In December, vast hordes of locusts invaded the fields of Rajasthan and Gujarat devouring crops and destroying farmers' livelihoods. There are little estimates on the scale of the devastation but governments have sprayed pesticides over an area thrice the size of Delhi.
But again, like the Australian fires, it can be argued that locust attacks are common in the region, so why the fuss?
My colleagues at Down To Earth have found in their investigations that there is a change in the way locust invasions are happening and this has to do with unseasonal rainfall, not just in India, but in the other breeding grounds of this insect, from the Red Sea coast to the Arabian Peninsula, Iran and Rajasthan.
This insect grows exponentially and an average locust swarm, believe it or not, can have 8 million critters that can devour as much food in one day as 2,500 people or 10 elephants. In the first breeding period, locusts increase by 20 times; in the second, by 400 times and in the third breeding period, by 16,000 times.
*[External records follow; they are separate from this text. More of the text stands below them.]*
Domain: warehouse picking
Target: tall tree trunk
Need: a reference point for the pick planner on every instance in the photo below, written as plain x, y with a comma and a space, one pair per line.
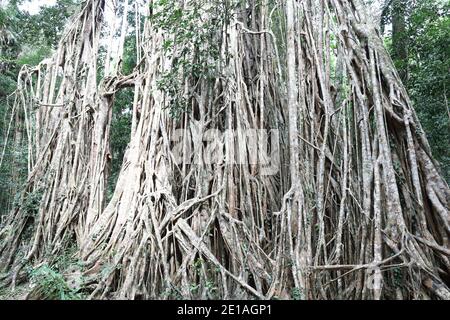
337, 197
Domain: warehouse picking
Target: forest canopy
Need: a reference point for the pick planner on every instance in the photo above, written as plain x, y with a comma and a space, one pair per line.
225, 149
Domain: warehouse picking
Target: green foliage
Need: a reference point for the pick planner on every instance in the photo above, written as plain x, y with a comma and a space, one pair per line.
191, 42
297, 294
32, 201
51, 284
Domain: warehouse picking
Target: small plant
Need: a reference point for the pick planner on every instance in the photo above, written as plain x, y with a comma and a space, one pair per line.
51, 285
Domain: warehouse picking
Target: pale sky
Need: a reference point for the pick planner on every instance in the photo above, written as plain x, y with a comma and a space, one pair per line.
33, 6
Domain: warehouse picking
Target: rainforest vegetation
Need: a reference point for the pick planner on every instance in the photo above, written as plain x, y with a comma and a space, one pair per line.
225, 149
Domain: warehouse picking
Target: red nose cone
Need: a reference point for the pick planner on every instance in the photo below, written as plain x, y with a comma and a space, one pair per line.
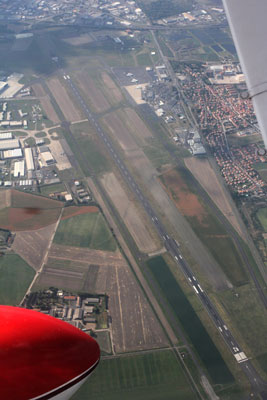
40, 354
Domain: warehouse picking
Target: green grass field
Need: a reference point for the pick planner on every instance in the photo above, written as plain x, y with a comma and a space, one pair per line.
87, 151
262, 217
154, 376
86, 230
211, 232
249, 316
190, 322
15, 278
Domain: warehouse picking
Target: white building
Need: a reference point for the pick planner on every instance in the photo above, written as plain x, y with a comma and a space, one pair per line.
19, 168
9, 144
15, 153
29, 159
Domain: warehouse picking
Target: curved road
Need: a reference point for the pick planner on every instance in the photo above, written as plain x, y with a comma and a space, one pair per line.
257, 383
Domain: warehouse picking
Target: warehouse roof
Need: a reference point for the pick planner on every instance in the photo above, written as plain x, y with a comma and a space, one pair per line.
9, 144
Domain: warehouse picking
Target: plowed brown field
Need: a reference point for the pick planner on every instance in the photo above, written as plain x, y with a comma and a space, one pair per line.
186, 201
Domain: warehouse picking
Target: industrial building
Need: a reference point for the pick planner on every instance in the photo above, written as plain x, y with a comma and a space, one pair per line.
15, 153
19, 168
9, 144
6, 136
47, 158
29, 159
3, 87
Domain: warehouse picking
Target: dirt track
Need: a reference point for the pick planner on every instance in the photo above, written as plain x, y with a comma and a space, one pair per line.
129, 214
205, 175
64, 101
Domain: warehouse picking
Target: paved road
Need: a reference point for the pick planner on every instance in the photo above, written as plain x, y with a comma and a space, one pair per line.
173, 248
223, 220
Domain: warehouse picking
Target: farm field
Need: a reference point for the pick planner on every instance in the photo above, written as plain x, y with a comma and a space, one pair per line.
190, 322
29, 212
249, 318
262, 217
32, 245
154, 376
87, 230
133, 324
206, 226
15, 278
205, 175
56, 187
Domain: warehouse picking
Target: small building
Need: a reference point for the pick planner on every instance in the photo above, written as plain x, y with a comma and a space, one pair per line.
91, 300
29, 159
19, 168
9, 144
6, 136
78, 314
15, 153
68, 197
47, 158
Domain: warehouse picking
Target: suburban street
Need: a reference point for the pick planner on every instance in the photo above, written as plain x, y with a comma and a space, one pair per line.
172, 247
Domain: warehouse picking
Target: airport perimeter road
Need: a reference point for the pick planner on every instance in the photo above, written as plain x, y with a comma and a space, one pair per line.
222, 219
173, 248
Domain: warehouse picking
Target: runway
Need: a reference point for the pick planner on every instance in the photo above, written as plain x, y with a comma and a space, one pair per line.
258, 385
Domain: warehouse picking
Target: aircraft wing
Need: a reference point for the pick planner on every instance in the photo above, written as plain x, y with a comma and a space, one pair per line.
248, 23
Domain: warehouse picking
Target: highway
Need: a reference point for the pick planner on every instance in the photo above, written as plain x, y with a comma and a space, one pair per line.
173, 248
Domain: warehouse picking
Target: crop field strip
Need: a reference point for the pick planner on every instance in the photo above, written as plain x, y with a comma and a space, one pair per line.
152, 376
87, 230
190, 322
15, 278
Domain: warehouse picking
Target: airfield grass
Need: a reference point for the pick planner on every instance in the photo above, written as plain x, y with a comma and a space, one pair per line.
209, 229
221, 246
15, 278
248, 315
87, 151
153, 376
103, 339
262, 362
190, 322
86, 230
156, 153
262, 217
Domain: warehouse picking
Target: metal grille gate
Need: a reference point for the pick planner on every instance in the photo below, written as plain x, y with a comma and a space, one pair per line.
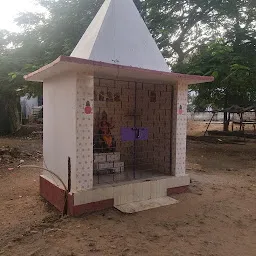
132, 130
This simply means that if there is an extended period of breeding, they will grow in extremely large numbers. It is no surprise then that locust swarms remind us of famine.
This year, the swarms were much bigger and led to greater devastation. Why? There are many linkages that need scrutiny. First, it was the unseasonal rain in Pakistan's Sindh province and western Rajasthan. This desert region of India is not the ideal breeding ground for locusts. The insect needs wet and green lands to proliferate. But last year, the region received rain ahead of schedule, which is why there was news about locust attacks as early as in May 2019. These were ignored. Then the monsoon got extended and did not retreat till October.
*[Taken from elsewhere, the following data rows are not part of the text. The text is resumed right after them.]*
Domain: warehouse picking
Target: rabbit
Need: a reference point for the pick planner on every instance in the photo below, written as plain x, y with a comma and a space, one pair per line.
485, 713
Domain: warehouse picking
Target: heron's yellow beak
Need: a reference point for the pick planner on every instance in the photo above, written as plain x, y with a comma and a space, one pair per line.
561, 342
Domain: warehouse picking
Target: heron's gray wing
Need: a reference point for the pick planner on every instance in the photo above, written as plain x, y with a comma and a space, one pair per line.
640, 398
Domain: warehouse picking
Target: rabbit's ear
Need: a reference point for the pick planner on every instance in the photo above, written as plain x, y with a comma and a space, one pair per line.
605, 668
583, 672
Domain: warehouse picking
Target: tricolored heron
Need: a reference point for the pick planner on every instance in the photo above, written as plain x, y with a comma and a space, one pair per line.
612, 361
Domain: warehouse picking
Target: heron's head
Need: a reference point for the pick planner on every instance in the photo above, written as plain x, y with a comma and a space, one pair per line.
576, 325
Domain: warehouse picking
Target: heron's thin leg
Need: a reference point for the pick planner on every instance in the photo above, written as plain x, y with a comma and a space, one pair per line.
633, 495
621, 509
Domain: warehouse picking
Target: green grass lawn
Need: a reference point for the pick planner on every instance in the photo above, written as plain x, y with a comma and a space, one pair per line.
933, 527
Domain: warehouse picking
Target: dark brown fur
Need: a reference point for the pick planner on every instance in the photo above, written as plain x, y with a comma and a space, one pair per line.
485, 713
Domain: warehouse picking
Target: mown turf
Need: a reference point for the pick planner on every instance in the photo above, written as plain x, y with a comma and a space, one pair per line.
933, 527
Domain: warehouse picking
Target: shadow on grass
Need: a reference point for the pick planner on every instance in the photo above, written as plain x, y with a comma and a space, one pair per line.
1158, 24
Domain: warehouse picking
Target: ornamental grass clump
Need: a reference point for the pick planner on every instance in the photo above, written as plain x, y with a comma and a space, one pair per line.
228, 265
Rains continued and the insects, which would have migrated back towards West Asia and Africa, stayed and bred. Second, cyclone Mekunu in May 2018 and then cyclone Luban in October 2018 brought extreme rain to the Arabian Peninsula creating lakes in the desert, which are the ideal conditions for breeding. That year — unknown and untold to the outside world — these already poor and war-stricken regions were devastated and devoured. Then there was heavy rain in the Red Sea coast — also unseasonal — in January 2019. An extended rain period of nine months enabled the creature to multiply profusely.
In fact, scientists working on locust infestations say their number rose so high that this region could not produce enough food. Simultaneously, with cyclones, wind patterns changed; locusts move with the winds. Normally, locusts come to India with the monsoon winds. In 2019, scientists say locusts crossed the Red Sea towards Africa and the Persian Gulf to reach Iran, which, is in any case, its winter resting place. From here, they made their way, in deadly swarms, to Pakistan and India.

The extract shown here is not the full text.